The deputy governor found himself in the spotlight after Mr Diamond released the note, in which it has been suggested Mr Tucker was encouraging the bank to submit lower Libor submissions in light of concerns from senior Whitehall figures.
Describing the Libor scandal at Barclays as an "absolutely massive shock," Mr Tucker confirmed one of the Whitehall figures was the-then Downing Street chief of staff Sir Jeremy Heywood but denied he had attempted to influence Barclays into rigging rates.
Barclays has been the focal point for a row over banking culture after the bank was fined £290 million by UK and US regulators for manipulating the Libor, which affects mortgages and loans.
Paul Tucker told MPs that the Libor scandal had come as a "deep shock" to the Bank of England
Mr Tucker said that the senior Whitehall figures with whom he spoke about Libor included Sir Jeremy, his predecessor as Number 10 chief of staff Tom Scholar, then Downing Street adviser Sir Jon Cunliffe and Treasury permanent secretary Sir Nicholas Macpherson.
But he denied "absolutely" that any Whitehall officials or government ministers - including Ed Balls and Baroness Vadera - ever encouraged him to "lean on" Barclays or any other bank to lower its Libor submissions.
Mr Tucker said that concerns about Barclays' submissions existed at the time he spoke to Mr Diamond in October 2008 not only in Whitehall but also in the markets.
After the launch of a package of co-ordinated international efforts to shore up the markets early in the month, both officials and markets were monitoring Libor and found that - compared to many other participants which had lowered their submissions - "Barclays continued to pay higher rates in the market, as reflected in their Libor submissions".
Attention was focused on the issue of whether Barclays had taken the right decision in declining the state support which was accepted by rivals RBS and Lloyds.
And there was concern that, by paying higher interest, the bank might be dampening down the overall impact of the rescue package.
Mr Tucker told the committee: "There were two separate and related concerns, not only from Whitehall but from within the bank and within the market.
"One was: 'Is the package working and why isn't it working here as quickly as it appears to be working in the US?'
"The other element was: 'Is Barclays OK? Was the right decision taken when Barclays didn't take capital from the Government?'
"There was a degree of concern about that.

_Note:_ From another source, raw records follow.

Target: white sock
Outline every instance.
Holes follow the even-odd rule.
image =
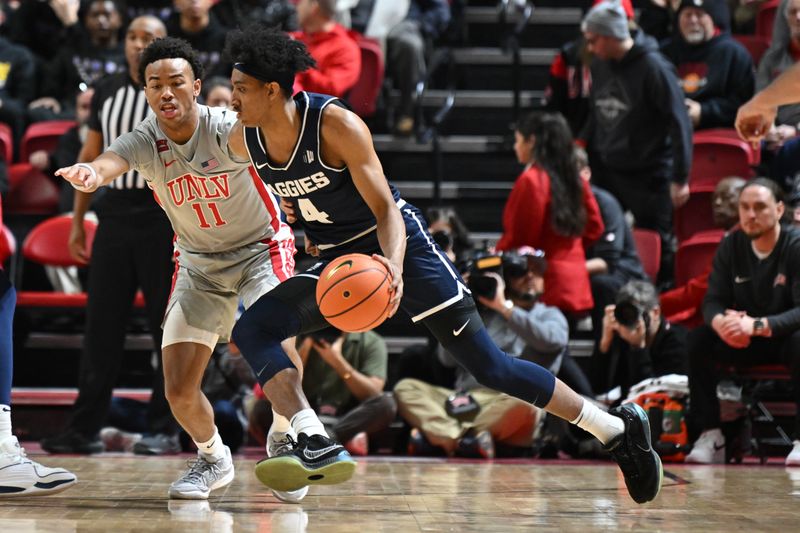
[[[289,422],[289,419],[283,415],[279,415],[278,412],[273,409],[272,410],[272,425],[269,427],[270,433],[288,433],[292,429],[292,423]]]
[[[0,441],[11,437],[11,406],[0,404]]]
[[[225,445],[222,443],[222,438],[219,436],[217,426],[214,426],[214,434],[205,442],[194,441],[197,449],[203,454],[203,457],[208,459],[211,463],[216,463],[225,457]]]
[[[588,431],[603,444],[625,431],[625,423],[618,416],[610,415],[588,400],[575,420],[570,420],[579,428]]]
[[[328,433],[325,431],[325,426],[319,421],[317,413],[313,409],[302,409],[292,417],[292,427],[295,433],[305,433],[309,437],[311,435],[322,435],[327,437]]]

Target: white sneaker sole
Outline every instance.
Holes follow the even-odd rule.
[[[283,503],[300,503],[307,494],[307,486],[297,490],[272,490],[272,495]]]
[[[78,478],[73,478],[71,480],[65,481],[60,483],[52,488],[38,488],[38,487],[30,487],[20,492],[5,492],[0,493],[0,499],[5,498],[23,498],[23,497],[34,497],[34,496],[50,496],[51,494],[58,494],[59,492],[64,492],[68,488],[72,487],[78,483]]]

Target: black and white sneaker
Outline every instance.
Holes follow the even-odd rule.
[[[28,459],[13,435],[0,441],[0,499],[56,494],[77,481],[68,470],[48,468]]]
[[[356,462],[344,446],[322,435],[297,436],[291,451],[256,464],[256,477],[278,491],[295,491],[306,485],[335,485],[353,476]]]
[[[294,431],[288,433],[280,431],[270,431],[267,436],[267,457],[276,457],[294,452],[297,441],[294,439]],[[308,487],[301,487],[297,490],[275,490],[272,494],[282,502],[300,503],[308,494]]]
[[[644,409],[635,403],[615,407],[609,414],[625,422],[625,431],[604,446],[625,476],[628,493],[636,503],[646,503],[658,496],[664,469],[661,458],[650,442],[650,421]]]

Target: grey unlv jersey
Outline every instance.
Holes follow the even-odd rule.
[[[151,115],[108,149],[144,176],[186,251],[226,252],[291,237],[249,160],[228,150],[236,114],[197,106],[200,123],[185,144],[172,142]]]

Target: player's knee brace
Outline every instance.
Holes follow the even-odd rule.
[[[281,370],[295,368],[281,341],[297,333],[300,318],[286,307],[280,300],[262,296],[233,327],[231,340],[250,363],[261,386]]]
[[[497,347],[471,299],[436,313],[425,325],[478,382],[537,407],[550,402],[555,376],[546,368],[512,357]]]

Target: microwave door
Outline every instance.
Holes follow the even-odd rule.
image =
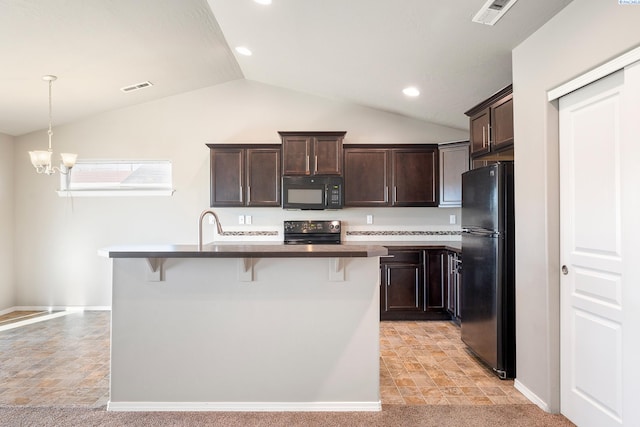
[[[284,207],[286,209],[324,209],[325,200],[324,186],[291,186],[286,189]]]

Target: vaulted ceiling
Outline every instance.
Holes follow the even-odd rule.
[[[571,0],[471,22],[485,1],[0,0],[0,132],[46,128],[46,74],[54,125],[245,78],[464,129],[511,82],[511,50]]]

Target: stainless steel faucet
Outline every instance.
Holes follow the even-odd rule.
[[[213,217],[216,219],[216,227],[218,228],[218,234],[222,235],[222,225],[220,225],[220,219],[218,218],[218,215],[216,215],[216,213],[212,209],[203,210],[202,213],[200,214],[200,221],[198,221],[198,250],[199,251],[202,251],[202,221],[204,221],[204,217],[207,216],[207,214],[213,215]]]

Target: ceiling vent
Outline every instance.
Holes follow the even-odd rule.
[[[479,24],[495,25],[502,15],[507,13],[507,10],[514,5],[518,0],[489,0],[482,6],[482,8],[476,13],[472,21]]]
[[[135,90],[140,90],[140,89],[144,89],[146,87],[151,87],[151,86],[153,86],[153,83],[151,82],[142,82],[142,83],[136,83],[130,86],[121,87],[120,90],[127,93],[127,92],[133,92]]]

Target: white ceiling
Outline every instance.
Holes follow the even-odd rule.
[[[570,1],[520,0],[485,26],[485,0],[0,0],[0,132],[47,127],[45,74],[54,126],[246,78],[464,129],[511,82],[511,50]]]

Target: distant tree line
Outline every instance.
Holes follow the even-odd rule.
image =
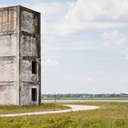
[[[120,94],[42,94],[43,98],[120,98],[128,97],[126,93]]]

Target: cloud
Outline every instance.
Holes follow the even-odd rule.
[[[58,35],[68,35],[85,29],[128,27],[127,0],[77,0],[70,3],[64,18],[54,24]]]
[[[52,32],[52,25],[64,15],[63,13],[67,9],[66,4],[61,2],[40,2],[29,5],[29,8],[41,13],[43,34]]]
[[[50,44],[45,44],[43,46],[44,52],[50,52],[50,51],[87,51],[87,50],[95,50],[97,48],[101,48],[102,45],[93,45],[93,44],[86,44],[86,42],[69,42],[67,44],[64,44],[62,42],[62,45],[58,44],[58,41],[56,40],[57,43],[54,43],[55,45],[50,45]]]
[[[59,64],[59,62],[55,59],[46,59],[42,62],[42,64],[46,67],[55,67]]]
[[[128,44],[128,37],[126,34],[120,32],[119,30],[113,31],[103,31],[101,35],[97,36],[95,39],[85,40],[79,39],[76,41],[74,38],[71,40],[60,40],[57,38],[52,38],[49,40],[52,43],[46,43],[43,45],[44,51],[88,51],[96,50],[107,47],[117,47],[125,46]]]
[[[104,41],[104,46],[124,45],[128,41],[127,36],[120,33],[118,30],[103,32],[101,37]]]
[[[65,6],[60,2],[50,2],[50,3],[43,3],[40,2],[38,4],[32,4],[29,6],[36,11],[41,12],[43,15],[48,16],[48,14],[52,14],[55,16],[56,14],[60,13],[60,10],[65,10]]]
[[[126,62],[128,62],[128,47],[124,51],[124,59]]]
[[[128,26],[127,0],[77,0],[75,2],[40,2],[30,8],[42,14],[43,52],[62,50],[95,50],[98,48],[123,45],[128,38],[118,28]],[[108,29],[115,28],[114,31]],[[98,43],[93,40],[70,37],[81,30],[104,31]],[[107,30],[106,30],[107,29]],[[70,40],[58,39],[67,36]]]
[[[117,28],[126,27],[128,8],[127,0],[77,0],[75,2],[40,2],[32,4],[30,8],[42,14],[42,42],[43,51],[61,50],[93,50],[115,44],[123,44],[126,37]],[[125,7],[125,8],[124,8]],[[92,44],[85,40],[75,41],[70,34],[81,30],[115,28],[113,32],[104,32],[102,41]],[[67,36],[71,40],[58,40],[59,36]],[[120,35],[120,36],[119,36]],[[106,37],[105,37],[106,36]]]
[[[96,78],[92,76],[81,76],[81,75],[73,75],[73,74],[66,74],[64,76],[65,81],[70,81],[72,84],[78,83],[82,85],[82,87],[88,86],[88,85],[94,85],[96,82]]]
[[[111,23],[111,22],[76,22],[75,21],[60,21],[54,24],[54,30],[57,35],[67,36],[81,30],[93,30],[93,29],[110,29],[110,28],[121,28],[126,27],[127,24],[124,23]]]

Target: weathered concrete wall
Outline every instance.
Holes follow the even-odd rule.
[[[32,101],[32,88],[37,89],[37,100]],[[39,104],[39,85],[28,83],[28,82],[23,82],[21,86],[21,100],[20,103],[21,105],[30,105],[30,104]]]
[[[0,104],[40,103],[40,60],[40,13],[21,6],[0,8]]]
[[[22,61],[22,73],[21,73],[21,80],[25,82],[39,82],[39,75],[38,75],[38,64],[37,64],[37,74],[32,74],[32,60],[23,60]]]
[[[16,30],[16,7],[0,9],[0,34]]]
[[[39,13],[24,8],[21,9],[20,39],[20,103],[21,105],[39,104],[41,95]],[[32,61],[37,63],[36,74],[32,73]],[[32,88],[37,89],[36,101],[32,101]]]
[[[16,56],[16,35],[0,36],[0,56]]]
[[[21,36],[21,56],[38,56],[37,39],[32,36]]]
[[[18,105],[17,7],[0,9],[0,104]]]
[[[16,81],[16,60],[11,58],[0,58],[0,82]]]
[[[0,105],[17,105],[17,88],[14,84],[0,84]]]
[[[21,12],[21,31],[34,33],[34,17],[32,12]]]

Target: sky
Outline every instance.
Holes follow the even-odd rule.
[[[0,0],[41,13],[42,93],[128,93],[128,0]]]

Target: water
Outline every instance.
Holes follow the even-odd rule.
[[[128,103],[128,100],[42,100],[42,103],[72,103],[72,102],[120,102]]]

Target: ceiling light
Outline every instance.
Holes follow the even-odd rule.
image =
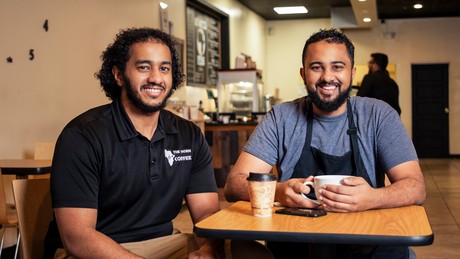
[[[166,9],[166,8],[168,8],[168,4],[160,2],[160,7],[161,7],[161,9]]]
[[[414,4],[415,9],[422,9],[423,5],[422,4]]]
[[[308,13],[305,6],[285,6],[273,8],[277,14],[295,14],[295,13]]]
[[[371,21],[372,21],[372,19],[369,18],[369,17],[366,17],[366,18],[363,19],[363,22],[371,22]]]

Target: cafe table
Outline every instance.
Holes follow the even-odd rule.
[[[417,205],[317,218],[276,213],[259,218],[252,216],[249,202],[238,201],[197,223],[194,231],[206,238],[318,244],[425,246],[434,239],[425,209]]]
[[[2,174],[16,175],[17,179],[28,175],[42,175],[51,172],[51,160],[37,159],[1,159]]]

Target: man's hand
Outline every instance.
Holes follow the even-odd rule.
[[[313,176],[308,178],[294,178],[285,182],[276,184],[275,201],[286,207],[297,208],[316,208],[318,205],[309,199],[302,197],[300,193],[310,193],[310,187],[304,185],[304,182],[312,181]]]
[[[324,205],[322,209],[333,212],[364,211],[372,207],[375,202],[374,192],[362,177],[347,177],[342,180],[343,186],[323,185],[318,191]]]

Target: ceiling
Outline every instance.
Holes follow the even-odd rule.
[[[351,1],[357,0],[238,0],[240,3],[262,16],[265,20],[330,18],[331,9],[351,7]],[[460,16],[459,0],[368,0],[376,3],[378,19],[403,19],[427,17]],[[423,4],[422,9],[414,9],[415,2]],[[278,15],[275,6],[303,5],[306,14]],[[355,10],[356,12],[356,10]]]

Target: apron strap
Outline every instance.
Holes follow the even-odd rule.
[[[350,99],[347,100],[347,117],[348,117],[348,130],[347,134],[350,135],[351,140],[351,150],[353,152],[353,161],[355,163],[356,173],[358,176],[363,177],[371,186],[372,182],[369,178],[369,174],[364,167],[364,163],[361,159],[361,155],[359,153],[358,147],[358,129],[355,126],[355,122],[353,119],[353,111],[351,109]],[[380,176],[379,173],[376,172],[376,182],[377,186],[380,187]]]

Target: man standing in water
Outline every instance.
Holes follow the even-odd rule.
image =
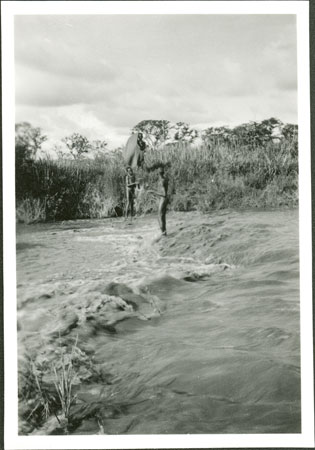
[[[159,208],[158,208],[158,221],[160,225],[160,229],[162,232],[162,236],[166,236],[166,210],[168,205],[168,179],[164,173],[164,167],[159,167],[159,182],[158,182],[158,190],[149,190],[152,194],[156,195],[159,198]]]
[[[129,210],[132,218],[134,212],[135,189],[138,182],[131,167],[127,167],[126,175],[126,211],[125,218],[128,218]]]

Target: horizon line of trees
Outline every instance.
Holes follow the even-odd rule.
[[[36,159],[42,150],[42,144],[48,137],[44,135],[39,127],[33,127],[29,122],[15,124],[15,150],[16,162]],[[61,139],[64,144],[54,144],[52,150],[58,158],[82,159],[90,154],[98,156],[107,150],[108,143],[105,140],[96,139],[89,141],[80,133],[72,133]]]
[[[167,120],[143,120],[132,129],[132,132],[142,132],[152,147],[163,144],[186,142],[211,145],[224,143],[229,145],[261,146],[270,141],[298,139],[298,125],[283,123],[271,117],[261,122],[250,121],[235,127],[209,127],[198,131],[186,122],[175,124]]]
[[[184,144],[212,145],[224,144],[231,147],[237,145],[259,147],[268,142],[298,141],[298,125],[283,123],[274,117],[261,122],[250,121],[235,127],[209,127],[198,131],[188,123],[171,123],[168,120],[142,120],[131,129],[131,133],[142,132],[151,148],[159,146]],[[16,164],[38,157],[42,145],[48,137],[39,127],[28,122],[15,125]],[[89,141],[80,133],[72,133],[61,139],[62,145],[55,144],[52,150],[59,159],[96,158],[108,153],[106,140]],[[116,149],[121,150],[121,147]],[[48,155],[46,155],[48,156]]]

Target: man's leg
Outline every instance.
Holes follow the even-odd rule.
[[[126,210],[125,210],[125,218],[126,218],[126,219],[128,218],[129,202],[130,202],[129,192],[127,191]]]
[[[159,201],[159,209],[158,209],[158,222],[161,232],[163,233],[163,220],[162,220],[162,207],[163,207],[163,198]]]
[[[167,208],[167,199],[165,198],[162,207],[162,233],[165,235],[166,235],[166,208]]]
[[[134,195],[130,194],[130,215],[131,215],[131,218],[133,217],[134,203],[135,203]]]
[[[162,234],[165,234],[165,235],[166,235],[166,207],[167,207],[167,199],[162,198],[160,200],[160,205],[159,205],[159,225],[160,225]]]

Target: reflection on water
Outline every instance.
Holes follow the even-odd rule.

There was a degree of anxiety about that."
Mr Tucker said he believed that the rescue package "helped save the world", but added: "At the time, there was anxiety about it working."
Responding to the apparent endorsement of Balls' side in the story Chris Leslie MP, Labour's Shadow Financial Secretary to the Treasury, said the "game was up" for George Osborne.
“The deputy governor of the Bank of England has made it 100 per cent clear that neither Ministers nor officials leaned on the Bank of England to ask Barclays to fix Libor rates. In addition Bob Diamond has also said that he did not believe he was being asked by Ministers or officials to fiddle Libor rates."